"Тюремные дневники, или Письма к жене" - читать интересную книгу автора (Мавроди Сергей Пантелеевич)

13 апреля, воскресенье

Тоже тихий, спокойный, хороший день. Никаких событий. (Пропади они пропадом!)

Вася с Цыганом отправились на прогулку, Вите же с Костей что-то не спалось (как я уже писал ранее, днем они обычно спят — ночью на решке на дороге работают). Пользуясь случаем, поинтересовался их мнением о нашем новеньком.

— Какой-то, — говорю, — он все-таки замученный…

— Это ненадолго, — уверил меня искушенный и многоопытный в таких делах Витя (все-таки шесть с половиной лет в тюрьме!). — На общак вообще такие крендели заезжают! В цирке не увидишь. Такие клоуны.

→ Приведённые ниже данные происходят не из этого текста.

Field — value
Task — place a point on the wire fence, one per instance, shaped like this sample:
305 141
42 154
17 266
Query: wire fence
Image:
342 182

Скажем, болезни. Заезжает он грязный, насекомые по нему ползают, запах… Ну, вот представь, к нам в хату такой заедет! Ну, нечего делать, его всей хатой моют, стригут наголо, одежду дают. А куда деваться? Ну, он сначала жмется неделю, две… а потом распрямляется — человеком становится! Через две-три недели он уже кричит: «Я мужик! Дайте мне чаю, курево! Я мужик!» А еще две недели назад ходил, на собственный хуй наступал.

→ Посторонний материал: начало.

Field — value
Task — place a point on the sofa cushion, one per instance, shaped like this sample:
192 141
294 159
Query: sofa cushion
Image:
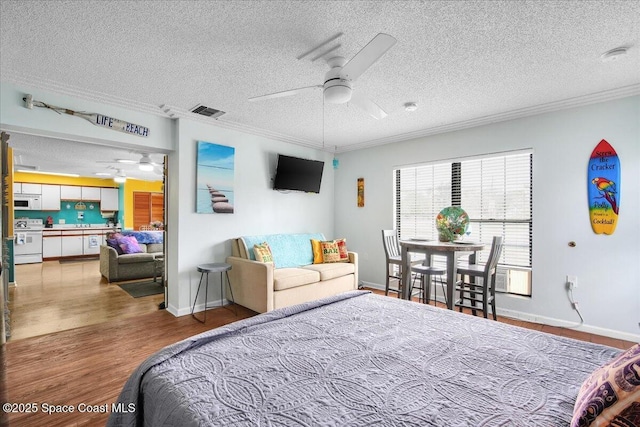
316 248
285 278
153 247
330 251
288 250
262 253
332 270
130 245
134 258
113 243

— Да, — подхватывает Костя, — такие бесы заезжают!.. Один три года в лесу жил. Из Чувашии приехал, нору в лесу под Москвой вырыл и жил там. Питался тем, что бутылки сдавал. Он в камеру когда вошел, у него ноги по колено черные были. Запах от них!.. Мы его недели две отмывали только.

— А посадили-то его за что?

— Рекламный щит алюминиевый спиздил. Двести килограмм.

— А вообще, Серег, некоторым в тюрьме даже лучше. Я вот, когда на Бутырке сидел, там один у нас был из Ростовской области. Город Шахты. Смотрю, сидит в уголке, ест сечку. Я ему говорю: «А чего так, пустую-то? Положи масла, сгущенного молока». Ну, он мнется: да ладно, не надо, мол. Ну, я сам тогда положил, размешал… он стал есть: «Это просто крем-брюле какое-то!.. Вить, — говорит, — я колбасу ел на воле полгода назад. А сигареты вообще никогда не курил». И так они все там живут. Весь город так. Уровень жизни такой низкий.


Вечером Костя с Витей курят травку (соседи подогнали). Предлагают попробовать и мне, но я, разумеется, отказываюсь.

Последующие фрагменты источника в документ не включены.